- Badge of Pakistan Navy
- Active: 1966; 60 years ago
- Country: Pakistan
- Branch: Pakistan Navy
- Type: Naval Base
- Garrison/HQ: Karachi coast, Sindh, Pakistan
- Nickname: IQBAL

= PNS Iqbal =

Pakistan Navy's base for special operations forces

The Pakistan Navy Station Iqbal (reporting name: PNS Iqbal) is a naval base located off the Karachi coast, Sindh, Pakistan. The PNS Iqbal serves as the command post of the Pakistan Navy Special Service Group that were commissioned in 1966.

Besides serving as the headquarter of the Special Service Group (Navy), the PNS Iqbal is a submarine base for the Cosmos-class submarine, and served as a submarine base since its establishment in 1968.
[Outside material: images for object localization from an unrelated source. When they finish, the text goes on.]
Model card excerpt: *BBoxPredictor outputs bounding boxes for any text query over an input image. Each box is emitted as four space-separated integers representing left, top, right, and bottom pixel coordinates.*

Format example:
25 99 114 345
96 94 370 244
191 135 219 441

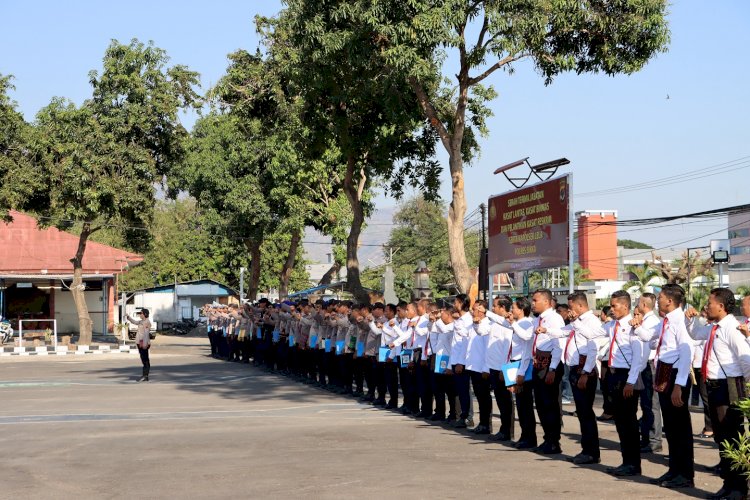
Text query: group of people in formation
204 285 750 500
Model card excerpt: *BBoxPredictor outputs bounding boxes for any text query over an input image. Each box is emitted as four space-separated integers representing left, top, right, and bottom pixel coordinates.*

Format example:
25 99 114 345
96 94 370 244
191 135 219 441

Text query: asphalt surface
0 334 725 499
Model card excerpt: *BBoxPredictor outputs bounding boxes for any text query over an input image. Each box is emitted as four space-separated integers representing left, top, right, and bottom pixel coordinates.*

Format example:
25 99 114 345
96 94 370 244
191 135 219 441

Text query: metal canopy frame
493 157 570 189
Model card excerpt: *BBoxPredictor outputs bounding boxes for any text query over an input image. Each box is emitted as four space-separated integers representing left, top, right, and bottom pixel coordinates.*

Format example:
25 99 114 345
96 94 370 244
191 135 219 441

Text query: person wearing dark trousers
413 300 435 418
465 300 492 434
603 290 648 477
127 309 152 382
365 304 386 405
632 293 662 453
379 303 401 409
530 289 566 454
449 294 474 429
549 292 608 465
391 302 419 415
429 306 456 422
633 284 694 490
597 306 615 421
691 342 714 438
686 288 750 500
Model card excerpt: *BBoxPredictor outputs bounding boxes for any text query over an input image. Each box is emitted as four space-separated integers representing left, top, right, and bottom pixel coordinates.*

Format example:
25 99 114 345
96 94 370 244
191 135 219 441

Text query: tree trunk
342 155 370 303
279 228 302 298
70 223 94 345
446 151 475 293
246 239 262 301
318 261 342 286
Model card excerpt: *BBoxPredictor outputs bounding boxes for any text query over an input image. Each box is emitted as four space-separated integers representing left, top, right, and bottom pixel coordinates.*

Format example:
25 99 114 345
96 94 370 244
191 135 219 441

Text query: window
730 246 750 256
729 228 750 239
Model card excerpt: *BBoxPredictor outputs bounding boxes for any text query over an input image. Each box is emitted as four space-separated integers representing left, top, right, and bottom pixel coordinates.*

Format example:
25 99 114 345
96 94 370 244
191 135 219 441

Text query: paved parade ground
0 335 726 499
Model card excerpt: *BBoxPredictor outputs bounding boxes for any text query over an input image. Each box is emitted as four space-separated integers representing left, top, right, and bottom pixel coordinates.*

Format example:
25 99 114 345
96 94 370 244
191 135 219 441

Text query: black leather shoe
641 443 663 453
707 487 731 500
597 413 614 422
489 431 511 442
429 413 445 421
514 440 537 450
659 475 694 489
572 453 600 465
415 411 432 419
398 405 409 415
608 464 641 477
708 489 748 500
384 401 398 410
649 471 676 485
372 398 386 407
471 425 491 435
451 418 468 429
538 442 562 455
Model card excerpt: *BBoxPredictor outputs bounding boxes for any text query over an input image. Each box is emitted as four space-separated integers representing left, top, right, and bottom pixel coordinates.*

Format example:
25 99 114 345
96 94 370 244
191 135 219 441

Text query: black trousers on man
658 368 694 480
600 360 615 415
400 365 418 412
706 378 747 494
515 379 537 445
490 369 515 438
533 361 564 446
432 370 457 419
608 368 640 468
374 359 387 401
469 370 492 428
363 356 376 396
570 369 599 459
138 346 150 378
454 366 472 420
384 360 399 406
417 360 433 415
638 363 655 446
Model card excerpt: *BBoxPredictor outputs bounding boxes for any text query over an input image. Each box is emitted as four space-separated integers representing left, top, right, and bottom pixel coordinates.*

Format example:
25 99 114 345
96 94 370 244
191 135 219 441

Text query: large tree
270 5 442 302
349 0 671 292
0 41 199 343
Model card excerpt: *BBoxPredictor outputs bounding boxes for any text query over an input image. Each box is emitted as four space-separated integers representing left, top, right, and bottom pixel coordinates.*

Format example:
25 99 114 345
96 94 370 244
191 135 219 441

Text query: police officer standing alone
127 308 152 382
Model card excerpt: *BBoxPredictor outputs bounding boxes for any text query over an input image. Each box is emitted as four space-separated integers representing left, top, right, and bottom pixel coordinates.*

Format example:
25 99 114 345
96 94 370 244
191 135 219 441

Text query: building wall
55 289 109 335
577 210 618 280
729 212 750 270
131 291 175 327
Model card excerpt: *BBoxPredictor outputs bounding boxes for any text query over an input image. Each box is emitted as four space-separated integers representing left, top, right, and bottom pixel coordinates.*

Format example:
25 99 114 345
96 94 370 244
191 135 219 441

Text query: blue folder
335 340 345 355
310 335 318 349
501 360 533 387
324 339 332 353
378 346 391 362
356 341 365 357
434 353 450 374
272 330 280 343
256 327 262 339
288 334 295 347
399 349 413 368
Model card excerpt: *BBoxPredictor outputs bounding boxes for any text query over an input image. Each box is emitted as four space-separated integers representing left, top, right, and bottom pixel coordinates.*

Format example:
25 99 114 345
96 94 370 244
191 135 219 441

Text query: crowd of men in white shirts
204 286 750 500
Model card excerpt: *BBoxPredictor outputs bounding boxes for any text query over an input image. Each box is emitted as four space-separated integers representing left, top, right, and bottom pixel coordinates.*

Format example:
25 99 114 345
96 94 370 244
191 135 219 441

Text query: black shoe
489 431 511 442
608 464 641 477
538 442 562 455
429 413 445 422
384 401 398 410
514 440 537 450
352 391 364 398
451 418 468 429
597 413 614 422
415 411 431 419
659 475 694 489
641 443 663 453
571 453 600 465
360 394 375 402
708 488 748 500
649 471 676 485
398 405 409 414
471 425 492 435
372 398 386 407
137 376 148 382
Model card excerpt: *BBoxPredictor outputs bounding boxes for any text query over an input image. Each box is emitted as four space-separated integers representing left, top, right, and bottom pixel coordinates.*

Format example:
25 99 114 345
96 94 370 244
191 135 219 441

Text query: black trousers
608 368 640 467
600 361 614 415
363 356 376 395
340 353 353 392
490 369 515 437
353 356 365 392
658 368 694 479
533 362 564 446
138 346 150 377
416 360 433 413
384 360 399 405
454 366 471 419
639 363 654 445
706 378 747 493
432 370 457 418
469 370 492 427
692 367 713 432
570 369 599 458
515 379 537 445
317 348 328 384
208 330 218 356
400 365 418 411
374 359 386 400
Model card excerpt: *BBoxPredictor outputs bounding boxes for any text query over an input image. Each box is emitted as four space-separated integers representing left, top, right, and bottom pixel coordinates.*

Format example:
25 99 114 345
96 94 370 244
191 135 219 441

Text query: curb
0 345 137 357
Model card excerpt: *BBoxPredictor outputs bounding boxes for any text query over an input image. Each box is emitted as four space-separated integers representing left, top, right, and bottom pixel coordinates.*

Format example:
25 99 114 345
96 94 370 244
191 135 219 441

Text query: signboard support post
568 174 574 294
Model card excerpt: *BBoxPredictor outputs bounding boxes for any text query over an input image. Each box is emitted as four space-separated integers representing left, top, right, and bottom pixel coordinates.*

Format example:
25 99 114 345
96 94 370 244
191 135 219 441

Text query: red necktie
701 324 719 382
564 330 575 362
608 321 620 365
656 318 669 358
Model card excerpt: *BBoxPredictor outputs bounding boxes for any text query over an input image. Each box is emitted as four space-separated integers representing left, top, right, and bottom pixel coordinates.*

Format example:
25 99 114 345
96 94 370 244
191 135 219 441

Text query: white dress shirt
485 312 533 376
533 308 565 368
432 319 454 358
687 314 750 381
465 317 490 373
450 312 473 367
607 314 649 385
636 307 693 387
413 314 431 352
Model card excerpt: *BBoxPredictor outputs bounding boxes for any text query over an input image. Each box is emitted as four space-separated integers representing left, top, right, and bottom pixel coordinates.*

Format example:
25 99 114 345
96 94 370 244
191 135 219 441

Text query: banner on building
488 175 571 274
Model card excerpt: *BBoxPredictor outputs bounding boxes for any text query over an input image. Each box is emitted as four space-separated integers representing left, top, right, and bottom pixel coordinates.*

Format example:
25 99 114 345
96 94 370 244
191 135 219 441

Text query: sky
1 0 749 253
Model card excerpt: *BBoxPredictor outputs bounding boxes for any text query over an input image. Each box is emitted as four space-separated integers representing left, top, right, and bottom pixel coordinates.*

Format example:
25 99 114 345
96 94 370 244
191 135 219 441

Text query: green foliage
720 385 750 478
0 74 35 214
622 264 661 294
618 239 653 249
687 285 712 311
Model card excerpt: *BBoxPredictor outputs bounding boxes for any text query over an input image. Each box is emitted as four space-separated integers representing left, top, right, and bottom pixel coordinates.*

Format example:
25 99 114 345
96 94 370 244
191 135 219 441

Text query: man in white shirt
603 290 648 477
737 295 750 339
485 296 518 441
530 288 566 455
380 303 401 410
508 297 537 449
466 300 492 434
413 299 435 418
686 288 750 500
367 303 388 406
430 305 458 423
632 284 695 489
450 294 475 429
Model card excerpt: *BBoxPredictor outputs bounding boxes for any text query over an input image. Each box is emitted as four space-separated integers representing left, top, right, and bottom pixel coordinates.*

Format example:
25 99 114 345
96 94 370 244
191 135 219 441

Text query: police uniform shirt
561 322 598 375
365 315 384 356
607 314 649 385
464 317 490 373
687 314 750 380
643 308 693 387
450 311 474 367
380 320 401 359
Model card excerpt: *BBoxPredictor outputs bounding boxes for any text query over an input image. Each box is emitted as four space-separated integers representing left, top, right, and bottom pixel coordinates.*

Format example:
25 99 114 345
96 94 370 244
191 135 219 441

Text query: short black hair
710 287 736 313
454 294 471 313
661 284 685 307
372 302 385 311
493 296 512 312
514 297 531 317
385 303 398 315
610 290 632 309
140 308 150 318
567 291 588 306
533 288 553 303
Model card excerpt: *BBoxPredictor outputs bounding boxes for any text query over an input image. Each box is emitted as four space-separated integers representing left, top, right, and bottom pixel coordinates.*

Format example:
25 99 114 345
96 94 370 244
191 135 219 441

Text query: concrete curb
0 345 137 357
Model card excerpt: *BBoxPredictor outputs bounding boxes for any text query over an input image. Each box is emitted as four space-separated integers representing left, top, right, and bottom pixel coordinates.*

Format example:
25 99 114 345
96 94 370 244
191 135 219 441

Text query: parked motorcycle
0 319 14 345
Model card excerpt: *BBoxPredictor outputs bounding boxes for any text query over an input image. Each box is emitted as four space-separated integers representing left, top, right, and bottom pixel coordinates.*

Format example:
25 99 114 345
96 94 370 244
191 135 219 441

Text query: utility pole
479 203 488 301
382 245 399 304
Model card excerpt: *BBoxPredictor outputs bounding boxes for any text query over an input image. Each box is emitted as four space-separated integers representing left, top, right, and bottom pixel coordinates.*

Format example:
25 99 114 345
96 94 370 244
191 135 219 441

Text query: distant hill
303 206 396 268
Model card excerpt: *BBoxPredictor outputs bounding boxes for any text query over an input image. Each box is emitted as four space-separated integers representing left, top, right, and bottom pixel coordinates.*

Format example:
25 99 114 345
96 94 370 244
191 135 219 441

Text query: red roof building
0 211 142 335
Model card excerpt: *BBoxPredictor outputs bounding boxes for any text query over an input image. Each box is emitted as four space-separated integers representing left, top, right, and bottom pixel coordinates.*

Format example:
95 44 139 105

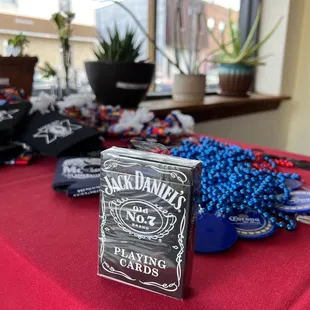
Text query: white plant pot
172 74 206 102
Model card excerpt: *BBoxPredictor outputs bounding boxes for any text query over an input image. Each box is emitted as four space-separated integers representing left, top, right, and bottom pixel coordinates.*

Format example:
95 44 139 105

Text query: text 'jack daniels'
102 170 187 210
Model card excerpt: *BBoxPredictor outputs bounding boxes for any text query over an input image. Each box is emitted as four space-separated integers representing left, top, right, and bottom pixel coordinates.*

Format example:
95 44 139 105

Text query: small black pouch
0 142 25 165
0 102 31 143
17 111 100 157
53 157 100 197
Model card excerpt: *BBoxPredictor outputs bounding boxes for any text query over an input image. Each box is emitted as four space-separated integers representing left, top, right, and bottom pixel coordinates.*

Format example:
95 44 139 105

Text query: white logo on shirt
0 109 19 122
33 119 82 144
62 158 101 179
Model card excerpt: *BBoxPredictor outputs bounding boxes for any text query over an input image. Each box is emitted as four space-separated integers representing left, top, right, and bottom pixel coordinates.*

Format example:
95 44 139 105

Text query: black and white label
116 82 149 90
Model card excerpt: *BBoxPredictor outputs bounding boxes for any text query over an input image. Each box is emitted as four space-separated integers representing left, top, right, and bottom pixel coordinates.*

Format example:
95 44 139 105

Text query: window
0 0 98 96
218 21 225 33
155 0 240 93
207 18 215 30
3 39 19 56
0 0 245 97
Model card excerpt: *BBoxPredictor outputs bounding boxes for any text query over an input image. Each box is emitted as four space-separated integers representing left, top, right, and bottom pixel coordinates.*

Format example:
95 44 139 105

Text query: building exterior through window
0 0 240 95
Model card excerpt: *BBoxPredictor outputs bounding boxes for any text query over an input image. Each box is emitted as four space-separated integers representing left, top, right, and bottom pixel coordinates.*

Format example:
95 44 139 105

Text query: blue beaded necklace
171 137 300 231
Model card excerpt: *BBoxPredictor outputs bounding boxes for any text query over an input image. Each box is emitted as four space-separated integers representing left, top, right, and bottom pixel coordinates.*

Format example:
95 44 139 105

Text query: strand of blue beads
171 137 300 231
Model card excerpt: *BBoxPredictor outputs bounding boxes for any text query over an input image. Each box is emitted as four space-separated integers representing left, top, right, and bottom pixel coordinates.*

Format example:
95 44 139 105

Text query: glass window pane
0 0 98 96
156 0 240 93
0 0 241 97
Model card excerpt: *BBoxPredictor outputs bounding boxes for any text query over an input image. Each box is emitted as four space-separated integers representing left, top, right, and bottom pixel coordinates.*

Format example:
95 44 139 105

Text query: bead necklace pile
171 137 300 231
253 150 295 170
63 103 191 144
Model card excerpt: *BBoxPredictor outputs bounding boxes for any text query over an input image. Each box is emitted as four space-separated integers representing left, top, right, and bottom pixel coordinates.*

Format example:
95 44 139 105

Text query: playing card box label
98 147 201 299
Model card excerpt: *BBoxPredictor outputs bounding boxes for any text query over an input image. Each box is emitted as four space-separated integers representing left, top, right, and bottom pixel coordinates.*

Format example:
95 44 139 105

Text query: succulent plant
207 5 282 66
94 26 143 62
8 33 30 56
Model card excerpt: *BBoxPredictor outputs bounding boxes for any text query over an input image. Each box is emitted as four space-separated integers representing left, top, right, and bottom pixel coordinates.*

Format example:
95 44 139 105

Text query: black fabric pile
0 87 102 197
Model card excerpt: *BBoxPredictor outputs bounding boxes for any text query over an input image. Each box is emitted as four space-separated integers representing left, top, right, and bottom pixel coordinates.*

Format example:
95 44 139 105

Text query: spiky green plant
207 5 282 66
39 62 57 79
8 33 30 56
94 26 143 62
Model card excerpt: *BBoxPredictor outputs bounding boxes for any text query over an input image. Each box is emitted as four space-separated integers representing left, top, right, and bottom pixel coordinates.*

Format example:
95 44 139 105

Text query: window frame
145 0 259 100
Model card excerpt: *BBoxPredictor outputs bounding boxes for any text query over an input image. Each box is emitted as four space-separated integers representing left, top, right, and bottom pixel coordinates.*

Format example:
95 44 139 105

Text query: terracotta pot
173 74 206 102
218 64 255 97
0 56 38 97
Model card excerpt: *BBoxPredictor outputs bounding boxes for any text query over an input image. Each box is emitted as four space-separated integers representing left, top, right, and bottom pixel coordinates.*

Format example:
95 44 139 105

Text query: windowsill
140 93 290 122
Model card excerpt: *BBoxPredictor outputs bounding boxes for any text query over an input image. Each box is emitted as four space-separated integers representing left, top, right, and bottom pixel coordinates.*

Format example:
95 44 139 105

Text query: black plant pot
85 61 155 108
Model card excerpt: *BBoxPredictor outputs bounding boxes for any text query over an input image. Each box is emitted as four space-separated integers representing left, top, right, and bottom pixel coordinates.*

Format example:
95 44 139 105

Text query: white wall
195 108 289 150
283 0 310 155
255 0 291 95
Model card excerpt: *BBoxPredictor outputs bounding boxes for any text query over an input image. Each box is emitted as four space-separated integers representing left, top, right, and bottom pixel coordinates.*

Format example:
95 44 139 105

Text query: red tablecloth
1 139 310 310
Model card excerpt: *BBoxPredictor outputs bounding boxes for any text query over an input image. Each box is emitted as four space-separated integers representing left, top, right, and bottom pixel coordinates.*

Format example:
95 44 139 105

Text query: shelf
140 93 290 122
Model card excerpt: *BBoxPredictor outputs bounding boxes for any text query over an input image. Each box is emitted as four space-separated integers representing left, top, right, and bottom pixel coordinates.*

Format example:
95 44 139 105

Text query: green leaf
39 61 57 78
206 3 282 67
7 33 30 56
96 24 144 62
237 4 262 61
247 17 283 56
228 11 241 57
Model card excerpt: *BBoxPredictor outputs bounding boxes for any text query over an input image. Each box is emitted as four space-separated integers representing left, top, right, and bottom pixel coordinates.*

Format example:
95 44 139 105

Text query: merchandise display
3 86 310 302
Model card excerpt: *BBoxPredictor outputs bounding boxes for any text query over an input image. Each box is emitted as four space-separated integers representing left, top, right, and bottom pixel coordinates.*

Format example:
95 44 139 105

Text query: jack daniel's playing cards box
99 147 202 299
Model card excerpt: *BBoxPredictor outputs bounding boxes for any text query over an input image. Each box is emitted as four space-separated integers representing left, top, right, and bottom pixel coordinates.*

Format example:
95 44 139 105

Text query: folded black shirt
0 102 31 143
17 111 100 157
53 157 100 197
0 142 25 165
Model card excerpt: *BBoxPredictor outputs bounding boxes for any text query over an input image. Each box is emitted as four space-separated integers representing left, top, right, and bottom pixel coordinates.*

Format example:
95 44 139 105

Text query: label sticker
215 209 276 239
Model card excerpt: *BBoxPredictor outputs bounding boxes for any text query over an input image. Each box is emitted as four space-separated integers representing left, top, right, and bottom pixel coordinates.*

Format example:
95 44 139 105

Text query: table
1 138 310 310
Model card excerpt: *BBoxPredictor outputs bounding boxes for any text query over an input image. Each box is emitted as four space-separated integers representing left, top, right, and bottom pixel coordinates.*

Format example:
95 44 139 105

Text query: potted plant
0 33 38 97
85 26 155 108
51 11 75 96
114 0 207 103
206 6 282 97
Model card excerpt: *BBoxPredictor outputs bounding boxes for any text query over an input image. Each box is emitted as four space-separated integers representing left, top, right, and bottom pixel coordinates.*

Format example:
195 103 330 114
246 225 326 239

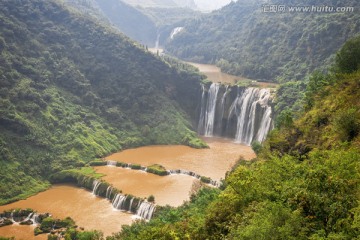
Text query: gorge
4 0 358 239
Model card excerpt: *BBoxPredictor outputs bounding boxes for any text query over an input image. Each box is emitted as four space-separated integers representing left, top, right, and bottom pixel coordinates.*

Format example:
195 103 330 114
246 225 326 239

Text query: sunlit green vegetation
166 0 360 82
108 35 360 240
0 0 204 204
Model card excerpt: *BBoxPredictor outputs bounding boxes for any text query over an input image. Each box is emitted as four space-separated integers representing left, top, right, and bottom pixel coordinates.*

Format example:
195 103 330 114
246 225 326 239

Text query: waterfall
23 212 33 222
112 194 128 210
106 186 113 199
204 83 220 136
197 84 206 134
155 33 160 49
217 85 229 133
107 161 117 167
10 211 16 223
256 105 272 143
136 202 156 220
31 213 39 225
92 180 101 196
197 85 273 144
128 198 134 212
233 88 258 143
170 27 184 40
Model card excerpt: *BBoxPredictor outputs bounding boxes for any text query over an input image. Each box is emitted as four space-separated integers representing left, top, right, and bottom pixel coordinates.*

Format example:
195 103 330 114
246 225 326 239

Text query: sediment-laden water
105 137 255 181
0 185 133 237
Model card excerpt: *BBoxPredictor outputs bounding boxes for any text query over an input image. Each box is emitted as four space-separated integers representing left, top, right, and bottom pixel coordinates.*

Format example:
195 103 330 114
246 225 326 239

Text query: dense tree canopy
0 0 205 204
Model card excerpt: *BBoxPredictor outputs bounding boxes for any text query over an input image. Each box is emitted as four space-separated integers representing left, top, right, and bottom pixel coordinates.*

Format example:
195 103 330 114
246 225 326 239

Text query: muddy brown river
0 185 133 238
95 167 196 207
105 137 255 181
0 138 255 239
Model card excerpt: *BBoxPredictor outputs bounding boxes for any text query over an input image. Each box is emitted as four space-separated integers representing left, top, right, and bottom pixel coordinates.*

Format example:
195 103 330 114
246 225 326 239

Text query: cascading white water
256 105 272 143
197 84 206 134
112 194 127 210
233 88 258 143
128 198 134 212
217 85 229 132
106 186 113 199
170 27 184 40
92 180 101 196
107 160 117 166
155 33 160 49
198 84 273 144
233 88 272 145
204 83 220 136
31 213 39 225
10 211 16 223
136 202 156 220
22 212 33 222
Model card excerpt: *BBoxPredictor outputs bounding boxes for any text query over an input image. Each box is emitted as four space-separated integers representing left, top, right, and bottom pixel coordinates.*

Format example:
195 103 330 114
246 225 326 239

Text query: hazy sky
195 0 233 11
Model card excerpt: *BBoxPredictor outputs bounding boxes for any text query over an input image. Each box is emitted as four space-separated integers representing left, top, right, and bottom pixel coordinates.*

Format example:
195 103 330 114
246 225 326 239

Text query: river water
187 62 249 84
0 59 258 239
95 167 196 207
0 138 255 239
0 185 133 238
105 137 255 181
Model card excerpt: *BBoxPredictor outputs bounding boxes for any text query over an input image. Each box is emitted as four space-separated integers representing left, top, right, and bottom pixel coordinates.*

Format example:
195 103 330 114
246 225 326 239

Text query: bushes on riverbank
146 164 168 176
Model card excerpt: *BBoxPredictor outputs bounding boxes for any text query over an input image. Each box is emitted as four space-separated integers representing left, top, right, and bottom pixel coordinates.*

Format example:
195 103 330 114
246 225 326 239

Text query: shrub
147 195 155 203
130 164 141 170
251 141 262 155
334 108 360 141
146 164 168 176
200 176 211 184
88 161 106 166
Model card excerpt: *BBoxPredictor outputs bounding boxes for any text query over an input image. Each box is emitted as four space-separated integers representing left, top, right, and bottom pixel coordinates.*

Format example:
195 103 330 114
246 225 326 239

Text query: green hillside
165 0 360 82
92 0 158 46
0 0 205 204
112 36 360 240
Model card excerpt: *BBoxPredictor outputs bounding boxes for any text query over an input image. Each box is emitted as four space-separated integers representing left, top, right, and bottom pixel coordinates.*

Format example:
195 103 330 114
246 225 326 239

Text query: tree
335 35 360 74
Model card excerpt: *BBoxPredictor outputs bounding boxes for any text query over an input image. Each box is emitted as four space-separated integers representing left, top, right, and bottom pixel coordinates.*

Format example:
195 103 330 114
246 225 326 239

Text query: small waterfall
106 186 113 199
170 27 184 40
92 180 101 196
112 194 127 210
136 202 156 220
107 161 117 167
10 211 16 223
31 213 39 225
128 198 134 212
22 212 33 222
155 33 160 49
204 83 220 136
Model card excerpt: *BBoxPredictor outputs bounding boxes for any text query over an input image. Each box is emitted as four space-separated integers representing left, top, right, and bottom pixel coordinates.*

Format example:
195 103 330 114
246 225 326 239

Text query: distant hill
121 0 178 8
0 0 204 204
165 0 360 82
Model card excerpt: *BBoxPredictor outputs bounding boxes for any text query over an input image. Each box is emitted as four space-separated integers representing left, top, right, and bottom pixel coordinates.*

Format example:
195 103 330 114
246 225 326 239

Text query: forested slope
166 0 360 82
113 36 360 240
0 0 204 204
The School of Special Operations Forces is also based in the PNS Iqbal where navy personnels are trained, qualified, and certified for special operations including qualified in advanced underwater diving courses.

In 1991, the PNS Iqbal was selected to be served as the temporary operational base for the Pakistan Marines when the 1st Marines Battalion was established before the Marines were relocated at Qasim Fort located in the PNS Qasim in Karachi coast.